I wanted to run to her, to grab her in my arms and never let go. But I couldn't. I had to wait my turn. Our guide located the orphanage director and they had to match the babies to the parents. Several other families in our group got their babies but we were still waiting.
Finally they called our name. Bubs manned the video camera and we handed our new camera to someone we didn't know. I walked up to the director and finally was able to hold Bunny in my arms. I just stared at her. She was so tiny and perfect.
She was wearing a bright yellow shirt and yellow pants with electric blue split pants. Most of the other babies from the orphanage were wearing the same thing. She was holding a stuffed bear that we had sent to her in a care package. It was the only familiar thing she had at that moment.
She was 9 1/2 months old. She had spent about six months living with a foster family. She went back to the orphanage when she was matched with us. She was leaving the only familiar home she had to go with these strangers. They didn't look like anyone she had seen before.

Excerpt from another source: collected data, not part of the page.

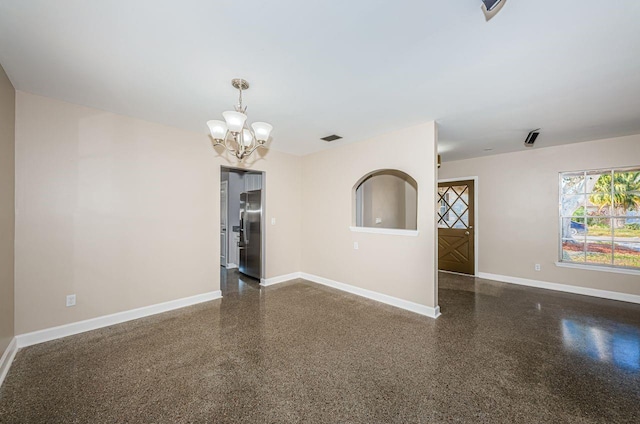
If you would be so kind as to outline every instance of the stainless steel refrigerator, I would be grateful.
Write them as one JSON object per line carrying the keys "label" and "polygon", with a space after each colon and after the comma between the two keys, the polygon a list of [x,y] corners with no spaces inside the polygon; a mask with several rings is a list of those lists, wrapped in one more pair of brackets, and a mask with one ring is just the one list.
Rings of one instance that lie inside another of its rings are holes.
{"label": "stainless steel refrigerator", "polygon": [[240,272],[262,277],[262,190],[240,194]]}

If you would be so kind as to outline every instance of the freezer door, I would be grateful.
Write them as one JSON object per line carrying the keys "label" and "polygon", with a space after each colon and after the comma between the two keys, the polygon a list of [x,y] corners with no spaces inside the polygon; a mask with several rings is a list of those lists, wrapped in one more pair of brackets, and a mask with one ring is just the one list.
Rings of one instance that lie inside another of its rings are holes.
{"label": "freezer door", "polygon": [[262,190],[240,195],[240,272],[262,277]]}
{"label": "freezer door", "polygon": [[244,240],[245,210],[247,209],[247,193],[240,193],[240,233],[238,234],[238,269],[240,272],[247,270],[246,243]]}

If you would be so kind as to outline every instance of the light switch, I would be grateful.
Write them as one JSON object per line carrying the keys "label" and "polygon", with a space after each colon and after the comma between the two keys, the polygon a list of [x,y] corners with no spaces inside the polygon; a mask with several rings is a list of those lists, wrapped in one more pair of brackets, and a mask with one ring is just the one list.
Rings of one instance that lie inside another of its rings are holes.
{"label": "light switch", "polygon": [[382,218],[376,218],[376,224],[382,223]]}
{"label": "light switch", "polygon": [[354,241],[354,242],[353,242],[353,249],[354,249],[354,250],[358,250],[359,248],[360,248],[360,247],[358,246],[358,242],[357,242],[357,241]]}
{"label": "light switch", "polygon": [[271,225],[276,225],[276,219],[275,218],[271,218]]}

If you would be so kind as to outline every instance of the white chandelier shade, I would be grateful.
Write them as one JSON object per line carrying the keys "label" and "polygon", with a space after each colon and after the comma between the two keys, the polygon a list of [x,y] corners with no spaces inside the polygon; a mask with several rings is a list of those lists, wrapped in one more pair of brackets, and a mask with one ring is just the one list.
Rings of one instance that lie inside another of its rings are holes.
{"label": "white chandelier shade", "polygon": [[251,128],[253,128],[253,133],[258,141],[267,141],[271,131],[273,131],[273,126],[266,122],[254,122],[251,124]]}
{"label": "white chandelier shade", "polygon": [[240,143],[245,147],[249,147],[251,146],[252,142],[253,136],[251,135],[251,131],[247,129],[242,130],[242,138],[240,139]]}
{"label": "white chandelier shade", "polygon": [[214,140],[222,140],[227,135],[226,122],[211,120],[207,121],[207,126]]}
{"label": "white chandelier shade", "polygon": [[242,112],[228,110],[226,112],[222,112],[222,116],[227,122],[227,128],[232,133],[239,133],[242,130],[242,127],[244,127],[244,123],[247,122],[247,115]]}
{"label": "white chandelier shade", "polygon": [[242,106],[242,90],[249,88],[249,83],[236,78],[231,81],[240,91],[238,105],[235,111],[222,112],[224,121],[207,121],[207,126],[214,140],[214,146],[224,146],[238,159],[242,160],[253,153],[258,147],[266,148],[273,126],[266,122],[254,122],[251,128],[247,125],[246,106]]}

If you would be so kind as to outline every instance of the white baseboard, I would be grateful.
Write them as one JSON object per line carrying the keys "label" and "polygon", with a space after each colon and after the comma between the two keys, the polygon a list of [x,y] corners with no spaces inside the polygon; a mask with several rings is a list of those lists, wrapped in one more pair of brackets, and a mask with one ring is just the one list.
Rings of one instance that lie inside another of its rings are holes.
{"label": "white baseboard", "polygon": [[430,306],[420,305],[419,303],[398,299],[397,297],[374,292],[371,290],[362,289],[360,287],[352,286],[350,284],[339,283],[337,281],[329,280],[328,278],[307,274],[306,272],[301,272],[300,278],[313,281],[314,283],[322,284],[323,286],[333,287],[334,289],[338,289],[351,294],[366,297],[367,299],[375,300],[377,302],[386,303],[387,305],[395,306],[396,308],[400,308],[400,309],[405,309],[407,311],[411,311],[416,314],[424,315],[430,318],[438,318],[440,316],[439,306],[432,308]]}
{"label": "white baseboard", "polygon": [[608,290],[590,289],[587,287],[571,286],[568,284],[549,283],[547,281],[529,280],[527,278],[510,277],[508,275],[489,274],[479,272],[478,278],[495,280],[503,283],[518,284],[521,286],[537,287],[539,289],[555,290],[565,293],[582,294],[585,296],[601,297],[603,299],[619,300],[622,302],[640,303],[640,296],[627,293],[619,293]]}
{"label": "white baseboard", "polygon": [[208,302],[210,300],[220,299],[221,297],[222,292],[220,290],[216,290],[209,293],[171,300],[169,302],[131,309],[129,311],[91,318],[85,321],[34,331],[32,333],[20,334],[15,338],[17,340],[18,348],[22,348],[62,337],[72,336],[74,334],[84,333],[86,331],[97,330],[98,328],[108,327],[110,325],[120,324],[122,322],[138,318],[148,317],[150,315],[160,314],[162,312],[172,311],[174,309],[184,308],[186,306],[196,305],[202,302]]}
{"label": "white baseboard", "polygon": [[11,363],[13,362],[13,358],[16,357],[16,353],[18,352],[18,342],[14,337],[11,339],[9,346],[4,350],[2,354],[2,358],[0,358],[0,387],[4,382],[4,378],[9,373],[9,368],[11,368]]}
{"label": "white baseboard", "polygon": [[337,281],[329,280],[328,278],[318,277],[317,275],[313,274],[307,274],[306,272],[292,272],[291,274],[280,275],[278,277],[263,278],[260,280],[260,285],[267,287],[274,284],[283,283],[285,281],[295,280],[296,278],[303,278],[307,281],[311,281],[312,283],[322,284],[323,286],[332,287],[334,289],[366,297],[367,299],[386,303],[387,305],[415,312],[416,314],[425,315],[430,318],[438,318],[440,316],[439,306],[432,308],[429,306],[420,305],[419,303],[409,302],[408,300],[398,299],[397,297],[388,296],[386,294],[362,289],[360,287],[352,286],[349,284],[339,283]]}
{"label": "white baseboard", "polygon": [[260,285],[267,287],[278,283],[284,283],[285,281],[295,280],[296,278],[300,278],[299,272],[292,272],[291,274],[279,275],[271,278],[261,278]]}
{"label": "white baseboard", "polygon": [[230,263],[227,264],[227,266],[225,268],[234,269],[234,268],[238,268],[238,265],[230,262]]}

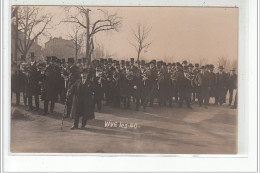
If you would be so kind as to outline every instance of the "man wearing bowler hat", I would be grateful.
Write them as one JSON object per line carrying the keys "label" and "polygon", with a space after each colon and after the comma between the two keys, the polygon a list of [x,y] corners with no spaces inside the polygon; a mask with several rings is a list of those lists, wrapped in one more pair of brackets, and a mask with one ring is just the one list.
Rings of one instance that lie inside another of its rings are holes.
{"label": "man wearing bowler hat", "polygon": [[151,92],[150,96],[150,106],[153,107],[154,97],[157,93],[157,69],[156,69],[156,60],[150,62],[150,81],[151,81]]}
{"label": "man wearing bowler hat", "polygon": [[70,117],[75,117],[71,130],[78,129],[79,119],[82,116],[81,129],[84,129],[87,120],[94,119],[93,100],[94,89],[91,84],[91,74],[88,69],[82,69],[81,79],[76,80],[68,89],[68,96],[72,96]]}
{"label": "man wearing bowler hat", "polygon": [[195,78],[196,85],[198,86],[198,100],[199,106],[202,106],[204,103],[205,108],[208,108],[209,103],[209,72],[206,70],[206,67],[200,67],[200,73],[197,74]]}
{"label": "man wearing bowler hat", "polygon": [[40,86],[41,72],[37,70],[34,53],[31,53],[29,71],[27,74],[27,88],[28,96],[28,111],[32,110],[32,97],[35,99],[35,110],[39,110],[39,94],[41,93]]}
{"label": "man wearing bowler hat", "polygon": [[[78,79],[80,79],[80,69],[75,65],[74,58],[68,58],[68,76],[69,76],[69,81],[68,81],[68,88],[70,88],[74,82],[76,82]],[[71,95],[67,95],[67,115],[66,117],[69,116],[69,112],[71,110],[71,104],[72,104],[72,97]],[[72,117],[71,117],[72,118]]]}
{"label": "man wearing bowler hat", "polygon": [[226,99],[227,74],[224,72],[223,66],[219,66],[218,70],[218,73],[216,73],[215,104],[222,105]]}
{"label": "man wearing bowler hat", "polygon": [[227,89],[229,92],[229,106],[232,104],[233,100],[233,91],[237,88],[237,74],[235,74],[236,69],[232,68],[228,74],[227,79]]}
{"label": "man wearing bowler hat", "polygon": [[46,68],[44,74],[44,83],[43,83],[43,94],[42,99],[44,100],[44,113],[43,115],[48,114],[49,102],[50,112],[53,113],[55,101],[57,101],[58,92],[57,92],[57,75],[55,68],[55,61],[57,57],[51,57],[51,64]]}

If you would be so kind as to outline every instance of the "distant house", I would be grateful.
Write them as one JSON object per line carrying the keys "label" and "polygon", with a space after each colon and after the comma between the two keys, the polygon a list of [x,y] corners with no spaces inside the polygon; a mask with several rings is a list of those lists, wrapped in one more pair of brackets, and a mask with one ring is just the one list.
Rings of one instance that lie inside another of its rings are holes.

They didn't sound like anything she was used to. She could not have understood what was happening to her but she really didn't cry.
Being first time parents we had no idea what to do. We had brought bottles from the US and we were given formula and rice cereal when we arrived in China. But of course we didn't bring any of this with us. We only brought a bowl of Cheerios. It wasn't enough. She had left the orphanage early in the morning and traveled for 3 hours on a bus. She was tired and hungry and her new parents didn't have any food for her. Poor girl.
But we were finally together. We were finally a family. We would figure this all out together. We would figure out what it meant to be her parents. She would figure out what it meant to be our daughter. What it meant to be our forever family.